Extra Tax Break For Rich People A Major Holdup For GOP's 'Big, Beautiful Bill'
HuffPost
Marjorie Taylor Greene and Mike Lawler went at it over the need to appease GOP voters in blue states.
WASHINGTON — House Republicans are fighting over how much their “big, beautiful bill” should cut rich people’s taxes — and it’s gotten ugly.
After a long meeting on Thursday morning with members from the various factions of the Republican conference, who have different gripes about the various parts of the legislation, House Speaker Mike Johnson (R-La.) identified the federal deduction for state and local taxes, or SALT, as a major hangup.
“Everyone has known that the SALT issue is one of the big ones that we have to resolve,” Johnson told reporters. “It’s one of the key pieces of this equation to sort of meet the equilibrium point that everybody can be satisfied with.”

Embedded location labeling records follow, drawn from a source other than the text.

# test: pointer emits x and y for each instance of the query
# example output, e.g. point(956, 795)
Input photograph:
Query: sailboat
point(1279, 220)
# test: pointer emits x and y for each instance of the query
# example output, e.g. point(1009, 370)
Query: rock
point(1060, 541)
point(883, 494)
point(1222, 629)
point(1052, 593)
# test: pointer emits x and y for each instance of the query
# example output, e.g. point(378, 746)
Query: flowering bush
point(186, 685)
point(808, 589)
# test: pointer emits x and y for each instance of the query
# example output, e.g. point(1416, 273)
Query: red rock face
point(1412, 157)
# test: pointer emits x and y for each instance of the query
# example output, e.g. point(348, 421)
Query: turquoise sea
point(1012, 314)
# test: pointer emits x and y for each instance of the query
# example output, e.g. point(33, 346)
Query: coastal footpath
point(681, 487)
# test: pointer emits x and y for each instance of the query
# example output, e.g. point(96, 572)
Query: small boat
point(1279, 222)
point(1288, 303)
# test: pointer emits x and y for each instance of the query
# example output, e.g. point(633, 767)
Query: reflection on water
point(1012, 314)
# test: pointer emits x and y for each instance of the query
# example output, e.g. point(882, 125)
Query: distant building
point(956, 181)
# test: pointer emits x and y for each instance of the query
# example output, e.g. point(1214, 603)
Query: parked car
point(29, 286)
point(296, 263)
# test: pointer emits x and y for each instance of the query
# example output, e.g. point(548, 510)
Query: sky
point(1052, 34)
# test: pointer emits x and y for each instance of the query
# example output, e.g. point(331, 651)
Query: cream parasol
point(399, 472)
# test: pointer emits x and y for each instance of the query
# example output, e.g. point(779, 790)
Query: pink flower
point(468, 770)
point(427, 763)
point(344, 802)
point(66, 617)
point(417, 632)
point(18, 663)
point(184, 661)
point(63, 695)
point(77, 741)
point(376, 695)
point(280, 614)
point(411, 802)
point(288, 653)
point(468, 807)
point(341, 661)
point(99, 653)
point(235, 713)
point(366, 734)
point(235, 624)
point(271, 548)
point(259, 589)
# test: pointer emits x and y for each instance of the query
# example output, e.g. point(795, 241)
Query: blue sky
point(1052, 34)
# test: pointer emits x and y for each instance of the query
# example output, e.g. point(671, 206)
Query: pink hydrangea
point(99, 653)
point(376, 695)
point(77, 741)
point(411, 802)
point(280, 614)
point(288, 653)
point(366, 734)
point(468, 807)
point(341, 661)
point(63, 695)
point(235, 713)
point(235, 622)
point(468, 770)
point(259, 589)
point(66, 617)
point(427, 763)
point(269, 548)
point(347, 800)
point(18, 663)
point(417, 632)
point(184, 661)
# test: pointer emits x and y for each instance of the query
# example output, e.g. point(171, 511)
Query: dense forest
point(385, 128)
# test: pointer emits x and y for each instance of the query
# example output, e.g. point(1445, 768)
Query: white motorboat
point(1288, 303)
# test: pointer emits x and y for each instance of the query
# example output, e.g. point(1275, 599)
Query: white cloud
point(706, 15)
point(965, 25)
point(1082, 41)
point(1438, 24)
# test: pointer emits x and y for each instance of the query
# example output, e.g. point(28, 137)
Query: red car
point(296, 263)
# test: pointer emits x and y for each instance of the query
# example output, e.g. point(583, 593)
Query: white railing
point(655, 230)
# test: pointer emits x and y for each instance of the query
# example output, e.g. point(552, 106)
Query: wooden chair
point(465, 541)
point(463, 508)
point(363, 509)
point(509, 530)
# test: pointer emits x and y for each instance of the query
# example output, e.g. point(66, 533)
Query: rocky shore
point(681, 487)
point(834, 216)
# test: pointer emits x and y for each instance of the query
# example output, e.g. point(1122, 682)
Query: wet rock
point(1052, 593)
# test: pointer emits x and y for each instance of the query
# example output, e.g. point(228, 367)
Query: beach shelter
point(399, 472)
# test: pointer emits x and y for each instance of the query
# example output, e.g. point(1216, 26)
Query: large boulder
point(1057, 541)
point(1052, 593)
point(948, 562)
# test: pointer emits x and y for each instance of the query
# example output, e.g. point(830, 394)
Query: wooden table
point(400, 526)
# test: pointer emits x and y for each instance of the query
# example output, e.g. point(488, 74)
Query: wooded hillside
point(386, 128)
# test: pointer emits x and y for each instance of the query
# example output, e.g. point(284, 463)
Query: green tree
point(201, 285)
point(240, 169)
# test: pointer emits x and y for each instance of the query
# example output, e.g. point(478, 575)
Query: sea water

A bigger SALT deduction would benefit higher-income taxpayers who would already score a permanent extension of lower income tax rates from the big beautiful bill, as Republicans refer to it, which also bestows a $30 million exemption from the estate tax for America’s wealthiest heirs and heiresses. The legislation would offset part of the cost of the tax cuts by cutting $1 trillion from programs that help poor people afford food and medical care.
The SALT issue has festered for years among both Republicans and Democrats from high-tax states like New York and California. Back in 2017, Republicans put a $10,000 cap on the federal deduction for what households pay in tax to their state and local governments.